Recipe of the Week # 4
Tandoori-style chicken with vegetable pullao rice
This dish is traditionally cooked in a tandoor (clay oven) popular in northern India and Pakistan. In case you haven't got around to installing one yet, the oven will do. I used this recipe from Madhur Jaffrey, the Delia Smith of Indian cooking. I really like her and find her comforting - she reminds me of my Mum. Sometimes you'll find tandoori chicken has a bright red colour which often comes from artificial food colouring. The chicken is marinated in yogurt and various spices. This recipe tells you to marinate it for 8 - 24 hours but a couple of hours is fine if you haven't got the time. It's so simple to make and perfect if you've got some chicken in the fridge and fancy something a bit different.
We've been cooking a lot more Indian food lately and it's surprisingly not as complicated as people think. Once you have all the spices in stock, it's fairly straight forward.

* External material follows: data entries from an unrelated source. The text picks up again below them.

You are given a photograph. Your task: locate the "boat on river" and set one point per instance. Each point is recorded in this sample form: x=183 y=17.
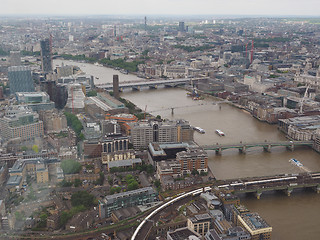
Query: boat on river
x=219 y=132
x=200 y=130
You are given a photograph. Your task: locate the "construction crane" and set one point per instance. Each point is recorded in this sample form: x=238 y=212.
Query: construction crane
x=145 y=112
x=72 y=99
x=303 y=99
x=251 y=53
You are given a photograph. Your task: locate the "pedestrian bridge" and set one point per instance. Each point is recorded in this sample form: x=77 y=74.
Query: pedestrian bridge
x=242 y=147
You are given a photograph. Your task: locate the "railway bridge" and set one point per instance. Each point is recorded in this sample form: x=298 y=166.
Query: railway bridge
x=242 y=147
x=286 y=183
x=151 y=84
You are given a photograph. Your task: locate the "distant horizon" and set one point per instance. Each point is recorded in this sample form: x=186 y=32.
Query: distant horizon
x=307 y=8
x=162 y=15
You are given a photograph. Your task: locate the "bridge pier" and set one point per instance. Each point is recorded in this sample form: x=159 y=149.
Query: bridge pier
x=290 y=147
x=135 y=88
x=317 y=189
x=243 y=149
x=258 y=194
x=288 y=191
x=219 y=151
x=267 y=148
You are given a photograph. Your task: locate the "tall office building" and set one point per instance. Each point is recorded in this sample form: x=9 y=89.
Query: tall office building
x=15 y=58
x=20 y=122
x=145 y=132
x=46 y=59
x=20 y=79
x=181 y=27
x=116 y=86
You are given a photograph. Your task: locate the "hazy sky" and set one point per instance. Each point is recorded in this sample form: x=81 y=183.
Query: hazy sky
x=149 y=7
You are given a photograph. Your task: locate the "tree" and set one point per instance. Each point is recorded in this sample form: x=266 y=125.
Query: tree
x=92 y=93
x=133 y=185
x=35 y=148
x=70 y=166
x=194 y=172
x=24 y=148
x=114 y=190
x=157 y=183
x=77 y=182
x=82 y=198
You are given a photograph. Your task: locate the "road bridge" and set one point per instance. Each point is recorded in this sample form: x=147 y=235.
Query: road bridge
x=242 y=147
x=150 y=84
x=286 y=183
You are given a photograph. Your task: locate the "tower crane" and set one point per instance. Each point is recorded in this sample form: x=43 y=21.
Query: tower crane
x=303 y=99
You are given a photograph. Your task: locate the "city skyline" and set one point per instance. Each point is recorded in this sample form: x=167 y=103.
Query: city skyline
x=166 y=7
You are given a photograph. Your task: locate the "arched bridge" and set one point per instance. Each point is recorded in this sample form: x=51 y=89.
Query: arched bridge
x=242 y=147
x=150 y=84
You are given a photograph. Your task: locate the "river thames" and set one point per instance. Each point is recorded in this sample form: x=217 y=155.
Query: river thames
x=294 y=217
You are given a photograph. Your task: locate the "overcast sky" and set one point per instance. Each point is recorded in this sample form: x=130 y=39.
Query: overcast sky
x=158 y=7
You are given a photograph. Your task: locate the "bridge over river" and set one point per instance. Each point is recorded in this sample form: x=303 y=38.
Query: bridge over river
x=286 y=183
x=242 y=147
x=151 y=83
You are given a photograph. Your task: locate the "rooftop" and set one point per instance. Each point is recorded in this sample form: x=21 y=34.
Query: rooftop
x=124 y=163
x=183 y=234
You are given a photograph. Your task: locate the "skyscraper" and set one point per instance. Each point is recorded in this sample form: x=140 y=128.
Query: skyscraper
x=46 y=59
x=181 y=27
x=20 y=79
x=15 y=58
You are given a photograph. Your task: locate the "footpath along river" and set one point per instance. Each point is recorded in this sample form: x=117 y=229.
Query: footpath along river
x=296 y=217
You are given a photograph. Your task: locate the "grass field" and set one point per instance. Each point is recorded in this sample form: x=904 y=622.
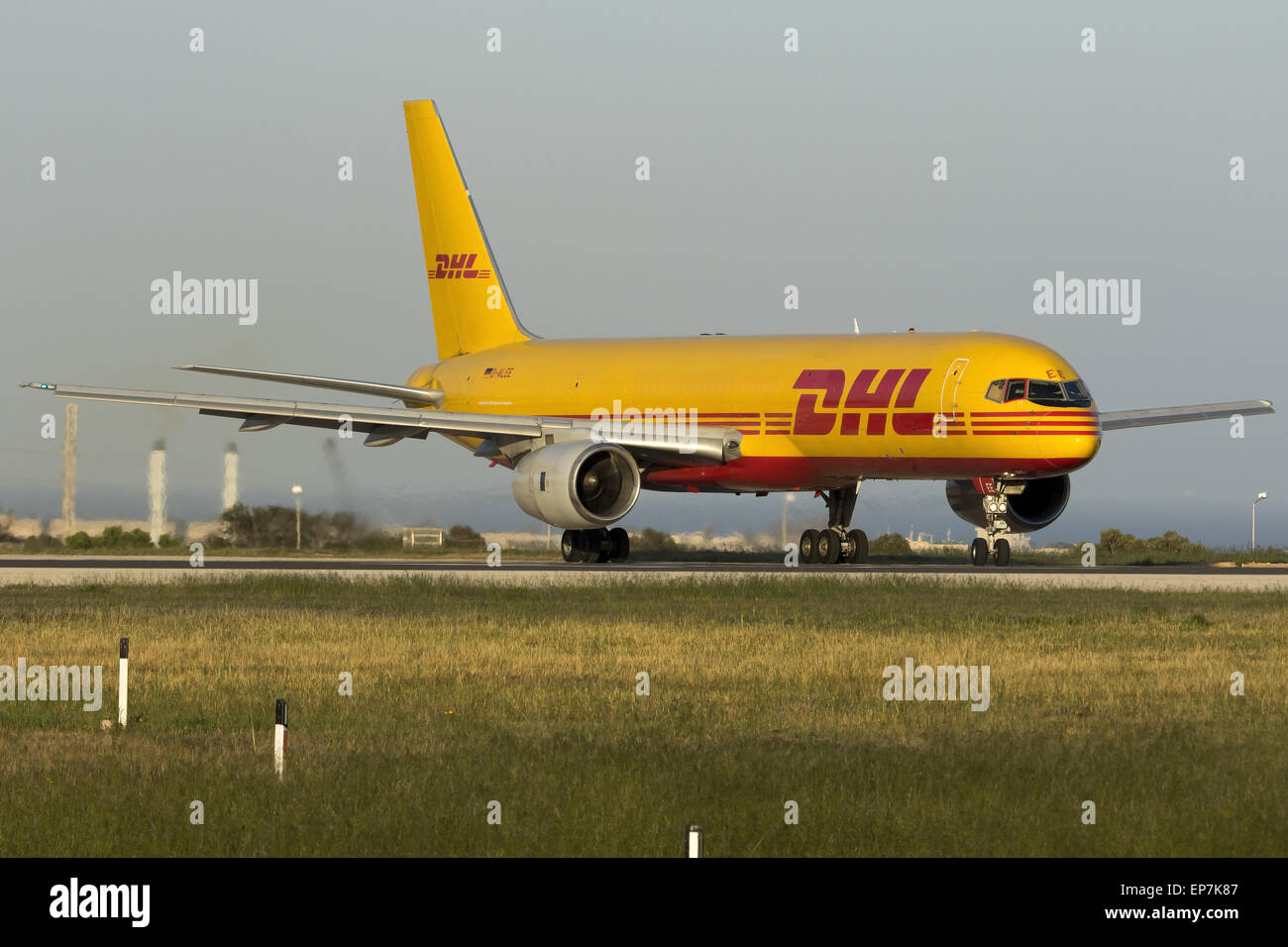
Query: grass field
x=763 y=690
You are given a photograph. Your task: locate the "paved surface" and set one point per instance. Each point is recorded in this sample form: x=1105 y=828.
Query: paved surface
x=63 y=570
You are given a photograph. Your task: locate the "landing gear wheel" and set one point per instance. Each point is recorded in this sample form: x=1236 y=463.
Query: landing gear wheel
x=809 y=547
x=596 y=545
x=828 y=547
x=979 y=552
x=618 y=544
x=1003 y=553
x=858 y=547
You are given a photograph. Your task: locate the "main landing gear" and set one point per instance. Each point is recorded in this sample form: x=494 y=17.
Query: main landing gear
x=979 y=553
x=837 y=543
x=595 y=545
x=995 y=508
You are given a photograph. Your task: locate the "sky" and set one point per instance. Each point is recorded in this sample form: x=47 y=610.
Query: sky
x=768 y=169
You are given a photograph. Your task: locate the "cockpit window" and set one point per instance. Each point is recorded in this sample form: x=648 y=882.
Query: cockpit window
x=1046 y=392
x=1041 y=392
x=1077 y=390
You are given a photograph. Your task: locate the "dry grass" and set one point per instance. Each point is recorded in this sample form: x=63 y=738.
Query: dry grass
x=761 y=690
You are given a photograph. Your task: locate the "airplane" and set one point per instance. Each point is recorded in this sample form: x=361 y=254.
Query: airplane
x=587 y=424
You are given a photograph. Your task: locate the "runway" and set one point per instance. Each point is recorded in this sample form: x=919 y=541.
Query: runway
x=16 y=570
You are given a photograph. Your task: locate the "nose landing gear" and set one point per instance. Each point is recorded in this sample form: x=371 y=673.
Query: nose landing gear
x=995 y=508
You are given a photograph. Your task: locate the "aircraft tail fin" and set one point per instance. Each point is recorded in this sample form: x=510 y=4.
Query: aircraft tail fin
x=471 y=305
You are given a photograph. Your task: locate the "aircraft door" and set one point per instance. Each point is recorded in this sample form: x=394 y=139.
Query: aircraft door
x=948 y=392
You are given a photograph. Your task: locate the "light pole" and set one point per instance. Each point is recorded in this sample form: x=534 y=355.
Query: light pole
x=296 y=489
x=1260 y=497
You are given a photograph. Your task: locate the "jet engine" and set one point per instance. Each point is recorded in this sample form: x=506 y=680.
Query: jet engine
x=578 y=486
x=1028 y=504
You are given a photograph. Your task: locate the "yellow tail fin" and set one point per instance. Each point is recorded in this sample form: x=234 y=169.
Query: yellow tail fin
x=471 y=307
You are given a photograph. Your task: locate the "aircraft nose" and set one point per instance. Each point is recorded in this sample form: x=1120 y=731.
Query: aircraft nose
x=1069 y=440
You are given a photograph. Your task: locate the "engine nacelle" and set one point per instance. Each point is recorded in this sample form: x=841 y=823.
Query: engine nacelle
x=578 y=486
x=1037 y=505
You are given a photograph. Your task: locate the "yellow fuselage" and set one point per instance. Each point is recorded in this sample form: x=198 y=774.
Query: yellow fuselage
x=814 y=411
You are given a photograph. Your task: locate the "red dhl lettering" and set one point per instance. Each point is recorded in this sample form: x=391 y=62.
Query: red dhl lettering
x=820 y=398
x=458 y=266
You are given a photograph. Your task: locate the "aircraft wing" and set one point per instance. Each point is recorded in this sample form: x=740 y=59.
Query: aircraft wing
x=503 y=437
x=420 y=395
x=1144 y=418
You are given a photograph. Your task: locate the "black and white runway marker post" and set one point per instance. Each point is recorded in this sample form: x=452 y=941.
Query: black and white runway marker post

The pullao rice I made to accompany it is traditionally from Northern India and can also be spelt pulao, pilaf or pillaf. The great thing about this rice is you can use any vegetables you want.
Potato and Mushroom Pullao
One cup of basmati rice
1/2 tsp brown mustard seed
1 medium finely chopped potato
7 medium finely chopped mushrooms
1/2 tsp ground turmeric
1/2 tsp garam masala
1/2 tsp very finely grated fresh root ginger
1/2 pint water
Heat the oil in a pan and add the mustard seeds. As soon as they begin to pop add the onion and fry until translucent, then add the potato, mushrooms, turmeric, garam masala and ginger and cook for about 5 minutes. Add the rice and the salt. Cook the rice, stirring for 2 minutes. Add the water and bring to the boil. Cover the pan with a lid then turn the heat to very low and cook for 25 minutes.
Serve with the tandoori chicken and naan bread.